Allison recovered quickly and played the anchor role in the fourth-wicket stand, allowing Critchley to mount a one-man assault on the Hampshire bowling. Abbott had figures of 10-6-16-3 from his first spell either side of tea, but when he returned Critchley thrashed three boundaries through the offside in his first over.
However, in his next over Abbott struck again, having Allison trapped lbw for 34 from 68 balls. But that was as good as it got for bottom-of-the-table Hampshire.
At the start of the day, their two left-handers, Gubbins and Jake Lehmann, took their overnight third-wicket stand to 74 with Gubbins the more aggressive, whipping Cook through mid-wicket to reach 50 for the second time this season. But Lehmann’s run of five successive half-centuries ended in spectacular fashion on 27 when he played around a delivery from Jamie Porter which left just leg-stump standing.
Ben Mayes hung around unconvincingly for eight off 31 balls before he was too quick on to a shorter delivery from Harmer and lobbed the ball back to the bowler. Gubbins followed when he nudged one that turned from Harmer to slip.
The two not-out batters, Ben Brown and Liam Dawson, must have chatted over lunch about a more forthright approach as they hammered Harmer for 14 in the first over after the interval with Dawson depositing one ball over long-on for six.

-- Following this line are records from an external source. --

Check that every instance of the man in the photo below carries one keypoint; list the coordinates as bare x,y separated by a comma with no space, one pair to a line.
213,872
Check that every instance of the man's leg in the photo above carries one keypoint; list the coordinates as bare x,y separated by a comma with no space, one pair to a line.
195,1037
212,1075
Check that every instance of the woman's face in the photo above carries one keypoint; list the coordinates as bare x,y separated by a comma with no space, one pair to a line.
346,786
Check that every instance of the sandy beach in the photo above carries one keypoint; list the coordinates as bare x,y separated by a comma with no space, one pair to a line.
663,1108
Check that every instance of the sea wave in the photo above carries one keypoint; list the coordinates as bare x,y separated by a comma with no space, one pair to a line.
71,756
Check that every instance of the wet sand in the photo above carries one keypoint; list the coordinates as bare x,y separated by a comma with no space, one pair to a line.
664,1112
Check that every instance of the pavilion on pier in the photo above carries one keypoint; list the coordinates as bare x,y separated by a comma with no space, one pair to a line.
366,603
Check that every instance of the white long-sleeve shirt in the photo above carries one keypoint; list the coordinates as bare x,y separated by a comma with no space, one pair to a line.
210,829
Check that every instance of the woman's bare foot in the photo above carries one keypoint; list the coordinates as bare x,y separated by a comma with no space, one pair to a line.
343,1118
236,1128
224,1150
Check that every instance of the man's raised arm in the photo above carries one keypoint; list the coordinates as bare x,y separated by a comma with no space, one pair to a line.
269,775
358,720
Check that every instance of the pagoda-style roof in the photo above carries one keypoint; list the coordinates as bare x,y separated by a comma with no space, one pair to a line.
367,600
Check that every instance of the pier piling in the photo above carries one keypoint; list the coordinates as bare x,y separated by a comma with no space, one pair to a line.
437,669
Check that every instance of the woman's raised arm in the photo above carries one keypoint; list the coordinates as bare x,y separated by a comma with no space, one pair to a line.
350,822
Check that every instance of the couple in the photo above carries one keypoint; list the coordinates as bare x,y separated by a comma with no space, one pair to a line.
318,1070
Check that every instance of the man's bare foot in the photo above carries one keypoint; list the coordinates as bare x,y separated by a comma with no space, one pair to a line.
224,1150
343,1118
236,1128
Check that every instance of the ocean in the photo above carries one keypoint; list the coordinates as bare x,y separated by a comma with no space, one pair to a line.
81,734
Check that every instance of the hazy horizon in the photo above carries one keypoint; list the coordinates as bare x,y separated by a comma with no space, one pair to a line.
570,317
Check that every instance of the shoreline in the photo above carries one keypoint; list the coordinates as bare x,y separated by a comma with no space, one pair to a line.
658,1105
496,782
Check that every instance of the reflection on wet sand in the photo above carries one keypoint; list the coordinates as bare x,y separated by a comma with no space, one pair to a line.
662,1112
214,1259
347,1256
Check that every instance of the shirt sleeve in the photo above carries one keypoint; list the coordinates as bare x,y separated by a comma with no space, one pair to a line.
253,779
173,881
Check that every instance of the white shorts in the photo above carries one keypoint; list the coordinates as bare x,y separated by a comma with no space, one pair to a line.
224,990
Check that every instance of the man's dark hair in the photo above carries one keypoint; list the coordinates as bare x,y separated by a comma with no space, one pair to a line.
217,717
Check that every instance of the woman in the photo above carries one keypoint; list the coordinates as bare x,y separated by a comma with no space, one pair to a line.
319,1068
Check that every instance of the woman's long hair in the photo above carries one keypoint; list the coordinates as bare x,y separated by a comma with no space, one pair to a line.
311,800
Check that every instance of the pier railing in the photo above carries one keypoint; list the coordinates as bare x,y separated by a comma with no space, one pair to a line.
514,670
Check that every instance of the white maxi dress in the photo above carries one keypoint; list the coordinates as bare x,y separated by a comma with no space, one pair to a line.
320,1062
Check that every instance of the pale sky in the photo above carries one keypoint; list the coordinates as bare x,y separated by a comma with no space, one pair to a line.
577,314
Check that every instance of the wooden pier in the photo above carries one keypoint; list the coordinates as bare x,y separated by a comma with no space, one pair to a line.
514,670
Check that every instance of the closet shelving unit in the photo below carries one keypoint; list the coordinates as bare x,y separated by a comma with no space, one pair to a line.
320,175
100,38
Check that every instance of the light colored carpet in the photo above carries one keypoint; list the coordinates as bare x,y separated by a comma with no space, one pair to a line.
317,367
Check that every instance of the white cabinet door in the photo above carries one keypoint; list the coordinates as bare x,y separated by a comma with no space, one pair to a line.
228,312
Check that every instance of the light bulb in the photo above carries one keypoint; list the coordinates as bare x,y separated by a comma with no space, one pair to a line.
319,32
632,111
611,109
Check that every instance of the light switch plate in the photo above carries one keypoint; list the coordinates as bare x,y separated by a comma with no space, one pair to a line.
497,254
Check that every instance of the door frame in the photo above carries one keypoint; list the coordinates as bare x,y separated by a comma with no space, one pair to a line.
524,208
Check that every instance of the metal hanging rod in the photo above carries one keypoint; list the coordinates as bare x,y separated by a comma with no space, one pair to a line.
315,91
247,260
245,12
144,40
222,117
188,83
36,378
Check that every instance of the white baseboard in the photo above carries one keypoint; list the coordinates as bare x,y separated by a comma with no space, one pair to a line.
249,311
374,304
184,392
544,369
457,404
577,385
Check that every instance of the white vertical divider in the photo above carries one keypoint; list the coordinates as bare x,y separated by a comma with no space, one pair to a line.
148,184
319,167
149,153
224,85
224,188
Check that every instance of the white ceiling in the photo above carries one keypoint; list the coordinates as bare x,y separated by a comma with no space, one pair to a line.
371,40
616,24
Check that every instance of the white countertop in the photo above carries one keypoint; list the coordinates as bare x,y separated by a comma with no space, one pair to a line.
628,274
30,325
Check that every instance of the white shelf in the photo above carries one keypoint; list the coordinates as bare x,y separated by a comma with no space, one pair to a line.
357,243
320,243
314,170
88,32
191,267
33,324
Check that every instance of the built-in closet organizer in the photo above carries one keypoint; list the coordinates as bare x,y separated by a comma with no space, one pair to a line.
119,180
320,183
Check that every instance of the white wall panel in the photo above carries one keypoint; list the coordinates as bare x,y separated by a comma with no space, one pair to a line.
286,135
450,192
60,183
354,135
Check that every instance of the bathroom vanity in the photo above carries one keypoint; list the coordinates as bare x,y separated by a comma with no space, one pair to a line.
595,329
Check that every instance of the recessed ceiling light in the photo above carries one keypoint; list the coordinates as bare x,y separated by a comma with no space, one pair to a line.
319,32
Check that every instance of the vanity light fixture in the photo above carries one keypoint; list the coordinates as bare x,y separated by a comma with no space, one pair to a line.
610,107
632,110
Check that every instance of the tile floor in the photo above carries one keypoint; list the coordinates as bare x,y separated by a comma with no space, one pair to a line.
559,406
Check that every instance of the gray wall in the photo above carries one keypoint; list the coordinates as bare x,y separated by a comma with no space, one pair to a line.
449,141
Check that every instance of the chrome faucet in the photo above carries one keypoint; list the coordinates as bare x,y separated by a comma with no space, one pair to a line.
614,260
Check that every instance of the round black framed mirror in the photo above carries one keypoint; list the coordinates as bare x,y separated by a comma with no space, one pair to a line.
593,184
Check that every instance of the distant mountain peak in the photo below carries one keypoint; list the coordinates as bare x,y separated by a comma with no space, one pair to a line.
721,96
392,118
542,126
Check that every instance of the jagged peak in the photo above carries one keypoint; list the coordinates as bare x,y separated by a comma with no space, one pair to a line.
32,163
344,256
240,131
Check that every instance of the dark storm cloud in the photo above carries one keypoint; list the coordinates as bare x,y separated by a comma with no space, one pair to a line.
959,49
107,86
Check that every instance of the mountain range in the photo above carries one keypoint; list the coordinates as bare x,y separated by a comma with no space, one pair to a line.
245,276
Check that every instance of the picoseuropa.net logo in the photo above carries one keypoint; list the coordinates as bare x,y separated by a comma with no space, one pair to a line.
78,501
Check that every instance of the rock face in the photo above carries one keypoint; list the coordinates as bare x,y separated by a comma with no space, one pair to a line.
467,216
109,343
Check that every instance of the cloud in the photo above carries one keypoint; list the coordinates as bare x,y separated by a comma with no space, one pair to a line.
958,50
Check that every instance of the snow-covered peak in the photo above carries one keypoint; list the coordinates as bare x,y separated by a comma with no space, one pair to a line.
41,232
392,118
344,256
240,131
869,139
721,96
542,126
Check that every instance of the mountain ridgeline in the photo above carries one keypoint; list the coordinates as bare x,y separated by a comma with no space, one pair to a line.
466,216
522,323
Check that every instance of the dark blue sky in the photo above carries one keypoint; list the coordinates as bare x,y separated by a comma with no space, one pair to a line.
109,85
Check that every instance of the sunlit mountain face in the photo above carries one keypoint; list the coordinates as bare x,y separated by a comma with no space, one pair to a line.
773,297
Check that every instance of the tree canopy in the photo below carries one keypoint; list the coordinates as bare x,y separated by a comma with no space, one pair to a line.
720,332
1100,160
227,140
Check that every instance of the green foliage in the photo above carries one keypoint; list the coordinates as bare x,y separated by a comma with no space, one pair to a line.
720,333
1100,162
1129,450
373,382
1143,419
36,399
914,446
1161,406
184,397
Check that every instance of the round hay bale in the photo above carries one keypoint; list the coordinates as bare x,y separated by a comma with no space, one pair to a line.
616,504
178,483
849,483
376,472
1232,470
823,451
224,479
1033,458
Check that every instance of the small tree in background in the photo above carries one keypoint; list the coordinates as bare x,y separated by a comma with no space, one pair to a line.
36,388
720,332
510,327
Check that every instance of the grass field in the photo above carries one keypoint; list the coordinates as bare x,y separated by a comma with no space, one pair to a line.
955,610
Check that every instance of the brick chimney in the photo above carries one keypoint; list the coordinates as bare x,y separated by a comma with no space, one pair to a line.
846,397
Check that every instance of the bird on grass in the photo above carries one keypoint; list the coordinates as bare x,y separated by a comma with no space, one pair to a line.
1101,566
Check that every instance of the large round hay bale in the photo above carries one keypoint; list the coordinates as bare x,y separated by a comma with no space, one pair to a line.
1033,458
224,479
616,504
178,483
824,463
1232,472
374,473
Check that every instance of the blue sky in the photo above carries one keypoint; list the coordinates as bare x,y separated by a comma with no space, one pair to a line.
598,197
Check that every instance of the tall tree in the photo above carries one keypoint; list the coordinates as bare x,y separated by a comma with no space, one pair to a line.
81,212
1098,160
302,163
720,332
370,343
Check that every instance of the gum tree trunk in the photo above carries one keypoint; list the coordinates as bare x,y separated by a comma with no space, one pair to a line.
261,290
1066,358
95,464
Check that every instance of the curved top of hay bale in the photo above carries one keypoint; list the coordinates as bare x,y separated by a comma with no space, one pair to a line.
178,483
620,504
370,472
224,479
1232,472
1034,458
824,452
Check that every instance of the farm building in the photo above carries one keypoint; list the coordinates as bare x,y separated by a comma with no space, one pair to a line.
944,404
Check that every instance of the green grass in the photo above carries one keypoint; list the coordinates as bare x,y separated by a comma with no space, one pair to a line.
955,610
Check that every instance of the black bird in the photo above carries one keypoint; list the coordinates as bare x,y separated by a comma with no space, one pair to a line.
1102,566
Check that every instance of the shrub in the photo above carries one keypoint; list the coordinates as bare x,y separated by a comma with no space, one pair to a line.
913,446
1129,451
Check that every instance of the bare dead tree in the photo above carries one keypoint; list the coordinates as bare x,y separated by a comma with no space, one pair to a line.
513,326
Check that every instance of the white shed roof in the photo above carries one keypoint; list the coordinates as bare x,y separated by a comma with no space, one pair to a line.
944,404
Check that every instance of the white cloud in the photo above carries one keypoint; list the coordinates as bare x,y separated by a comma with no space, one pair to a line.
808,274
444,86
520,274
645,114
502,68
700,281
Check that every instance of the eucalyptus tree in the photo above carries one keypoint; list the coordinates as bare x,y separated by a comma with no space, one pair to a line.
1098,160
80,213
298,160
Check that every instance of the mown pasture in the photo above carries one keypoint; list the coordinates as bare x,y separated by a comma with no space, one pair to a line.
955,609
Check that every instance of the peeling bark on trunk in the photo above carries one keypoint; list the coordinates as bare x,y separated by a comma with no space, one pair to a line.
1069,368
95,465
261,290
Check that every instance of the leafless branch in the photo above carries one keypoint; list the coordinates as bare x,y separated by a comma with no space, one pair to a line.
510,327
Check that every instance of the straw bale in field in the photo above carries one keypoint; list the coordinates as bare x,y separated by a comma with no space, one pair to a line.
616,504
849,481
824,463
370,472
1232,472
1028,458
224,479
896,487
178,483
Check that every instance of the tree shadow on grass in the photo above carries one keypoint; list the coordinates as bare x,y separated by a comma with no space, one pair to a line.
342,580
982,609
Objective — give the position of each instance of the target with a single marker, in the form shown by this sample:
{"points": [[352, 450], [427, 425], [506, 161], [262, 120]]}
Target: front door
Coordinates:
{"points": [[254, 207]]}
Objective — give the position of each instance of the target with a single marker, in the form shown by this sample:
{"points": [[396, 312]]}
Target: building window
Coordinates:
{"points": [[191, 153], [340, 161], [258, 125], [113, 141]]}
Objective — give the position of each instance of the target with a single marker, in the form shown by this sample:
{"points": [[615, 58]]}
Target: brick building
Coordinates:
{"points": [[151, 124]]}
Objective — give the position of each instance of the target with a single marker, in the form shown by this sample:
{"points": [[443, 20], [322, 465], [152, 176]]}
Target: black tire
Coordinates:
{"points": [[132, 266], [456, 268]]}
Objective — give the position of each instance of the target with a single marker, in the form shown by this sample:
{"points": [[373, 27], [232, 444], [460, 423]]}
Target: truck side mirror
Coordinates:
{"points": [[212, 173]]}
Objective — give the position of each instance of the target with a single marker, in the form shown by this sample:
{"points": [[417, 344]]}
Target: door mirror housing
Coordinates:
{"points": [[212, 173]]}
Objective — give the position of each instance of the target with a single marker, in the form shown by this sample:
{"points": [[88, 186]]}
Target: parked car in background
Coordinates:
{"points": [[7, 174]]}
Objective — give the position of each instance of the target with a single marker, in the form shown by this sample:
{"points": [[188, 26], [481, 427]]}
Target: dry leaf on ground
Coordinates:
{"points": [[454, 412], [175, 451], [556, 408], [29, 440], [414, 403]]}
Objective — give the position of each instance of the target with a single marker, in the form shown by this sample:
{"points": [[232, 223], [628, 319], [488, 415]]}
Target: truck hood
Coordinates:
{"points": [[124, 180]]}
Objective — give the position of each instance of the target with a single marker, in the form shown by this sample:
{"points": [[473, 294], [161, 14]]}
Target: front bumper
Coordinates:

Dawson’s contribution was short-lived, though, as he then tried to charge Cook, flung bat at ball and ended up getting an uncontrolled, one-handed, inside edge to the wicketkeeper.
The accelerated scoring rate continued with Brown and James Fuller adding 46 in 10 overs before Fuller was lbw, misjudging a delivery from Mulder.
That signalled the beginning of the end with the last three wickets falling in nine balls, two of them to Harmer in three deliveries. Scott Currie swept wildly to be caught at square leg over his shoulder by Elgar, Abbott retreated in his crease to be pinned lbw before Harmer was on hand at second slip to take the catch as Mulder dismissed Codi Yusuf.